In the four years of his practice as a psychoanalyst (leaning more towards the theories of Carl Jung than those of Sigmund Freud) Dr Denton had heard countless stories of childhood – most of them unhappy and brutal. This was hardly surprising as his patients came to him because they had problems, the underlying causes of which were inevitably rooted in their childish past. The problems which rose to the surface – alcoholism, drug abuse, anorexia, depression, poor sexual performance - were merely symptoms of something far deeper. It was his job to discover the demons in the hidden caverns of their unconscious and gently reveal them to the patient in an attempt to purge their power. He judged that his degree of success was satisfactory and steadily improving.

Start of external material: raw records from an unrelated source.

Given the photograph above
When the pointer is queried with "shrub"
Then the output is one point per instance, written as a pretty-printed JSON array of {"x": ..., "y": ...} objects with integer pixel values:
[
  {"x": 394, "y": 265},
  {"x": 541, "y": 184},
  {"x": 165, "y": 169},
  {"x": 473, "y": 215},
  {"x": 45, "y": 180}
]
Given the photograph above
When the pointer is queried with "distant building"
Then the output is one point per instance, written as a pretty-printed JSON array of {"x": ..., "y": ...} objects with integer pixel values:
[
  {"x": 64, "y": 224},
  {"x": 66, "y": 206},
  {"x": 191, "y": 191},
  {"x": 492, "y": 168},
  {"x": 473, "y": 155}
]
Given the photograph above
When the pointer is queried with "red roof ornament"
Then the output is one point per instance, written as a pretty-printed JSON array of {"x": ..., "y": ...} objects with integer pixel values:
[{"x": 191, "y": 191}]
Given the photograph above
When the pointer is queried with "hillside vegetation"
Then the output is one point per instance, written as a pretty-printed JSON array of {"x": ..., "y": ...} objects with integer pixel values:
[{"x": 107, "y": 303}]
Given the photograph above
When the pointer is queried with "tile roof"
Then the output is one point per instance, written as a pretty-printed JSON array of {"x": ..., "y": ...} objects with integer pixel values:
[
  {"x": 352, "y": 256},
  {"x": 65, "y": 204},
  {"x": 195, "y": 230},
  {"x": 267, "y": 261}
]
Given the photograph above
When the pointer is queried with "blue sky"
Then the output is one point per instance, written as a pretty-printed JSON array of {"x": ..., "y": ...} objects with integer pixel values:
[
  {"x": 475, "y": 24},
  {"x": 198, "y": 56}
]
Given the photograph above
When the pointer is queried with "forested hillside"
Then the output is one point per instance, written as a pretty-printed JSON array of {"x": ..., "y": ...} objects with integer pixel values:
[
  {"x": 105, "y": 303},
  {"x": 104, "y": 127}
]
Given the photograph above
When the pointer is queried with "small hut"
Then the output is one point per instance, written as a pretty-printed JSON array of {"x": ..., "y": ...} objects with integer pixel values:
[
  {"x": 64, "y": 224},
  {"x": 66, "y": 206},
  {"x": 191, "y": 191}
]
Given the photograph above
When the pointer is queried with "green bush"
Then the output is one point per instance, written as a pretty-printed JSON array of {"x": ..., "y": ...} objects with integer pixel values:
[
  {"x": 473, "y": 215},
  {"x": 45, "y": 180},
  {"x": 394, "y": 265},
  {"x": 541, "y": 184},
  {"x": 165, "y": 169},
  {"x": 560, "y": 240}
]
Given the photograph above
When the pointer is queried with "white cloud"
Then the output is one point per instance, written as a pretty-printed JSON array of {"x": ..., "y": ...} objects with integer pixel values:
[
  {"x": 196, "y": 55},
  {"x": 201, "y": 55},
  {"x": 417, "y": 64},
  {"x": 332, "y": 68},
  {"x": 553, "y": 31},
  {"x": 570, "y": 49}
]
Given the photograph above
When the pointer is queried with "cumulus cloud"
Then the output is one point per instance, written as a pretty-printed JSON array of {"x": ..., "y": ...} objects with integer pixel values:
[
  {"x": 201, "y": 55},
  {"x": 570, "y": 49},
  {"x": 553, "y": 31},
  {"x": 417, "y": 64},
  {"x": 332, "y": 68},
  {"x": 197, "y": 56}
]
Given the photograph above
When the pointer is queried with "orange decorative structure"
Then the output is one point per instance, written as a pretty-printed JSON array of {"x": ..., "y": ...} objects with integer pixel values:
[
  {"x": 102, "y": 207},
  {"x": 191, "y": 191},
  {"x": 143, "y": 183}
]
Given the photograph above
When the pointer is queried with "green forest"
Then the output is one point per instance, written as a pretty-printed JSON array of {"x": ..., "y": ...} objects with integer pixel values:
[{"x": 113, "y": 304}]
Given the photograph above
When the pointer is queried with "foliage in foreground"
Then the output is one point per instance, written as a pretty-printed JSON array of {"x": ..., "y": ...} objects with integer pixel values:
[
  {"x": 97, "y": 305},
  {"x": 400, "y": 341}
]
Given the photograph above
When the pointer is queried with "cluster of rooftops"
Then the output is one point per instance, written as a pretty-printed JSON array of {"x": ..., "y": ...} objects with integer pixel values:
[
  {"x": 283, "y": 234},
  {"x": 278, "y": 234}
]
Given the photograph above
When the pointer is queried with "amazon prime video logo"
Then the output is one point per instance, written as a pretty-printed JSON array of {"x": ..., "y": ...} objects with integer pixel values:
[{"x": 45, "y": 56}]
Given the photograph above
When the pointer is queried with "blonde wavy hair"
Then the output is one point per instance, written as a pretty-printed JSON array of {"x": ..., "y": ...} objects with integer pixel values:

‘Just sometimes I would dream,’ she said suddenly. ‘I used to see my parents’ faces. They would be smiling at me, just as they did when I was awake. They were the gentlest parents, the most loving. We were all so happy.’
Dr Denton looked across at the winking red light on his tape recorder on the desk. He would be interested to listen to those words played back when she had gone. Statements of that kind were simply too good to be true. What was she concealing from him – or from herself?
‘My mother was very beautiful. Golden-skinned, lovely ash blonde hair. Not as tall as me, but everyone said we were unmistakably mother and child.’ She smiled, taking obvious pleasure in the memory, closing her eyes like a cat responding to a soft caress.
Dr Denton directed his attention to her face. She was indeed beautiful with her firm jaw-line, her high cheek-bones and her fashion model’s straight nose. Beneath her bronze-shadowed lids were eyes as blue as a summer sky and her baby soft hair was a thick, creamy shade which he assumed must be entirely natural.
‘She’s still alive,’ Georgiana continued. ‘In her late sixties now and still very lovely.’ Another smile.